演奏が始まっても、僕は音楽に集中することができなかった。横にいる絵里を意識しながら考えた。会場を出てからそのまま駅に向かうというのでは、絵里に淋しい想いをさせるような気がする。どこかに立ち寄って、演奏会の余韻を楽しむとしよう。ふたりとも食事はすませていることだから、飲み物だけでいいだろう。
会場を出ながら絵里に誘いかけると、絵里はうれしそうに同意した。
地下鉄の駅へ向かう途中にケーキ屋があり、その2階が喫茶室になっていた。飲み物を注文すれば、特製のケーキがついてくる店だった。店の中の階段をのぼって、僕たちは喫茶室にはいった。
コーヒーとケーキはすぐに出てきた。絵里はケーキをながめ、それから僕を見て嬉しそうにほほえんだ。笑顔を絵里にかえしてから、僕はコーヒーカップをとりあげた。絵里はケーキの皿を両手で引きよせた。
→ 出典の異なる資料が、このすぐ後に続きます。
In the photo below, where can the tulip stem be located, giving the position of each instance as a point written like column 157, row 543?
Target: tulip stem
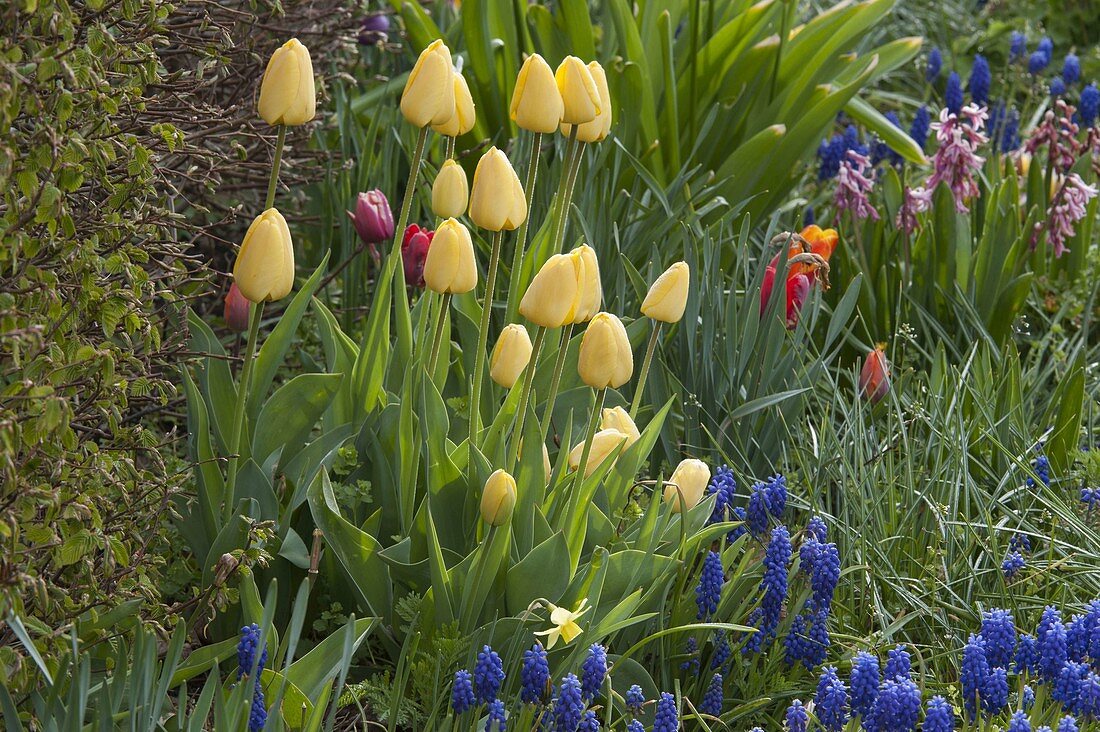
column 255, row 314
column 556, row 380
column 276, row 163
column 645, row 369
column 494, row 259
column 441, row 318
column 517, row 255
column 395, row 250
column 525, row 395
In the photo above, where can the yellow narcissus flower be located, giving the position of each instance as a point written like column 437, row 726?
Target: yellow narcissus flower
column 551, row 298
column 591, row 290
column 564, row 623
column 429, row 93
column 603, row 444
column 264, row 268
column 450, row 268
column 496, row 199
column 668, row 296
column 598, row 128
column 510, row 356
column 579, row 94
column 536, row 101
column 498, row 499
column 619, row 418
column 450, row 192
column 691, row 477
column 286, row 94
column 605, row 358
column 463, row 118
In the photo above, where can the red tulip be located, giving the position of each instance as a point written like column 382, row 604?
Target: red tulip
column 875, row 378
column 414, row 252
column 237, row 309
column 373, row 220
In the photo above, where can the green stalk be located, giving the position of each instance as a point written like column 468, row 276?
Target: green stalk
column 525, row 395
column 645, row 369
column 440, row 319
column 559, row 367
column 517, row 255
column 483, row 338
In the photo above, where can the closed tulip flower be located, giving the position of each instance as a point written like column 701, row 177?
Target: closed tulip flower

演奏会の感想を語り合っていると、にこやかな笑顔を見せて絵里が言った。
「あの人の寝息、何だかとてもおかしかったですね。音楽が静かになると聞こえて」
演奏が始まってからまもなく、絵里の前の座席から寝息が聞こえ始めた。サラリーマンらしいその男の寝息は、となりの人に注意されるまで続いた。
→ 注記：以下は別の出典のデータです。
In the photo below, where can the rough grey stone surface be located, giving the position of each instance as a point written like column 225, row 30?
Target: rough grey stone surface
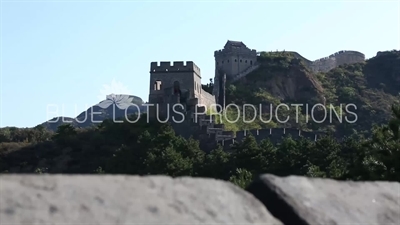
column 79, row 199
column 300, row 200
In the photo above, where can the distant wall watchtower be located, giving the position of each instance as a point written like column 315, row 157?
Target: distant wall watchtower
column 235, row 58
column 165, row 75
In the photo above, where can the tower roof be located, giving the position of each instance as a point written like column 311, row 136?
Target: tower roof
column 237, row 44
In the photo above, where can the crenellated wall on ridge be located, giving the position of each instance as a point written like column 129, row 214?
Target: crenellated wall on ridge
column 273, row 134
column 335, row 60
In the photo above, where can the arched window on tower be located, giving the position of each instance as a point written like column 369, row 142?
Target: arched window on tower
column 157, row 85
column 177, row 88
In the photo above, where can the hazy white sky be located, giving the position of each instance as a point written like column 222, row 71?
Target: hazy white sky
column 62, row 53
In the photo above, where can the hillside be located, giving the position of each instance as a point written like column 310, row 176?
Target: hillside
column 372, row 86
column 95, row 115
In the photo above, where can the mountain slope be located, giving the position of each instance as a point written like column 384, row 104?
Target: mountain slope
column 372, row 87
column 96, row 114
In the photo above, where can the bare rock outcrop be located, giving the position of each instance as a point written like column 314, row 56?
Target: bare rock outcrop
column 299, row 200
column 64, row 199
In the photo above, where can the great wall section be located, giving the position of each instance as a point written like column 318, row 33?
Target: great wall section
column 180, row 82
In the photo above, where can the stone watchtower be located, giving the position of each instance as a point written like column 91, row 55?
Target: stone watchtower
column 234, row 60
column 178, row 82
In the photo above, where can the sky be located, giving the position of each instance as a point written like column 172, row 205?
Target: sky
column 59, row 57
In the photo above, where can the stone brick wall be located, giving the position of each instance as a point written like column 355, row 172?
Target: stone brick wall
column 207, row 99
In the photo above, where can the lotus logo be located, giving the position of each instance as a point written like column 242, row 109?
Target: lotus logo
column 122, row 101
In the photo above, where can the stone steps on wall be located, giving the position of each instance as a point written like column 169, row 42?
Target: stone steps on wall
column 245, row 72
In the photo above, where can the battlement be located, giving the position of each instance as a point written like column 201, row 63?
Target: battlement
column 239, row 51
column 360, row 55
column 274, row 135
column 177, row 66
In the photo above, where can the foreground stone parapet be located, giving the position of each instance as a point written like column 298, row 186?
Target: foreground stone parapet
column 299, row 200
column 65, row 199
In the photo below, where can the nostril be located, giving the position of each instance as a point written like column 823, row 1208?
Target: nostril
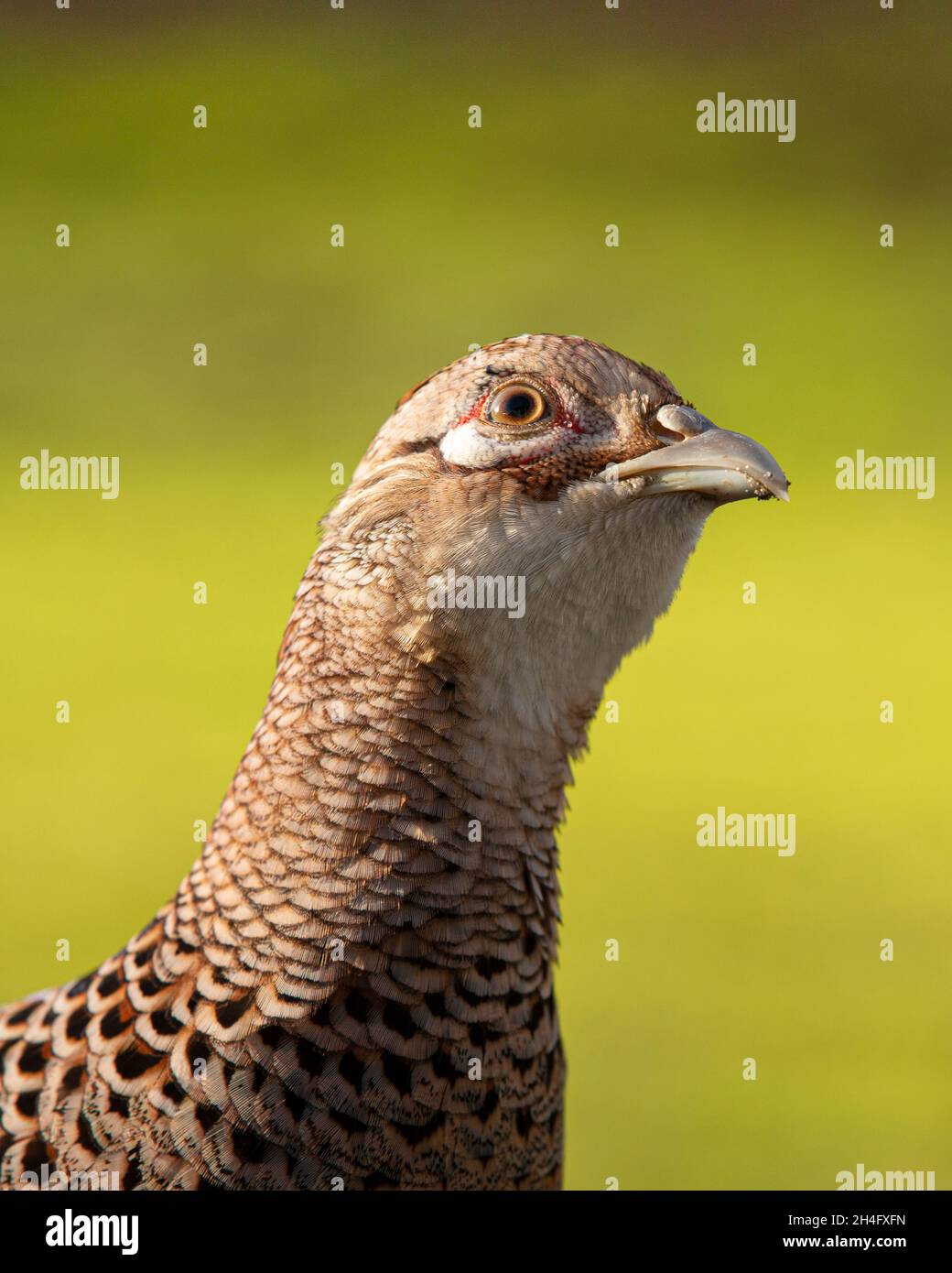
column 678, row 423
「あの人も、きっと音楽が好きな人だと思うよ。わざわざ出かけたんだからさ」
「この前に会ったとき、松井さんはLPを聴きながら眠ることがあると言ったでしょ。音楽を好きな人って、かえってそんなことがあるのかしら」
「LPならば子守歌にできるけど、演奏会で寝てしまったらもったいないよ」
「演奏会が子守歌っていうのもぜいたくだけど、寝ちゃったら子守歌も聞こえないから、やっぱりもったいないわね」
絵里の言葉に僕が笑いだすと、絵里もいっしょになって笑った。抑えられたその声が、僕の耳には好ましく聞こえた。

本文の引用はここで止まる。